Les plus hostiles prêts à aller jusqu'au bout

Certaines CCI ont toujours la ferme intention de faire capoter le projet.

Les états généraux des CCI avaient un objectif clair: montrer les chambres sous leur meilleur jour. Jean-François Bernardin, président de l'Assemblée des chambres françaises de commerce et d'industrie (ACFCI) et président de la chambre de Versailles, s'est ainsi employé tout au long de la journée à louer les vertus du monde consulaire. L'objectif était double. D'abord convaincre le gouvernement de l'utilité des CCI, et ainsi en tirer la meilleure des réformes possibles. Mais aussi faire oublier les dissensions. Rappelons en effet qu'avant la tenue de ces états généraux, présidents de chambres et directeurs généraux étaient à deux doigts de faire exploser le système.




Concessions

À l'origine, sur les 148 chambres en France, un peu moins de la moitié était en effet contre la réforme. Et il aura fallu le rajout d'une disposition, la veille d'un vote en interne, pour dégager un courant majoritaire aux deux tiers. «Dans la soirée du lundi au mardi, il y a un certain nombre de concessions qui ont été faites par les tenants de la motion majoritaire avec un nombre d'avancées positives», rappelle Dominique Estève, président de la CCI Nice Côte d'Azur. «La première d'entre elles étant le maintien de la personnalité morale des CCI de base, qui n'existait pas 24heures plus tôt, comme la possibilité pour un président de CCI de base de choisir son directeur général après avis de la CRCI, et non plus après accord. Le changement de termes est important.

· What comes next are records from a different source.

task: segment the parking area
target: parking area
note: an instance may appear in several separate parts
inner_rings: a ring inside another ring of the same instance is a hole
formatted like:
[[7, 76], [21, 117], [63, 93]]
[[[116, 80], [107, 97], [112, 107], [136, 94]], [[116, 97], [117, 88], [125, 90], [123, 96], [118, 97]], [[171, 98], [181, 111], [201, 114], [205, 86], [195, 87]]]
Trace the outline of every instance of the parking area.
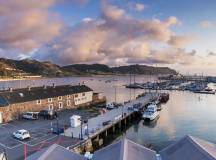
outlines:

Car le corollaire de la personnalité morale, c'est la possibilité de gérer les écoles.» Des concessions certes, mais qui n'auront pas convaincu tout le monde. Aujourd'hui encore, un tiers d'irréductibles rejette toujours la réforme voulue par le gouvernement et appliquée par Jean-François Bernardin. De Brest à Nice, en passant par LeMans ou encore Saint-Étienne, la ligne est la même: c'est non. Sur le plan des raisons de la fronde, il doit y en avoir autant que de CCI. Mais si on doit trouver un trait commun à ce refus, c'est certainement la crainte de voir l'échelon régional renforcé au détriment des CCI départementales.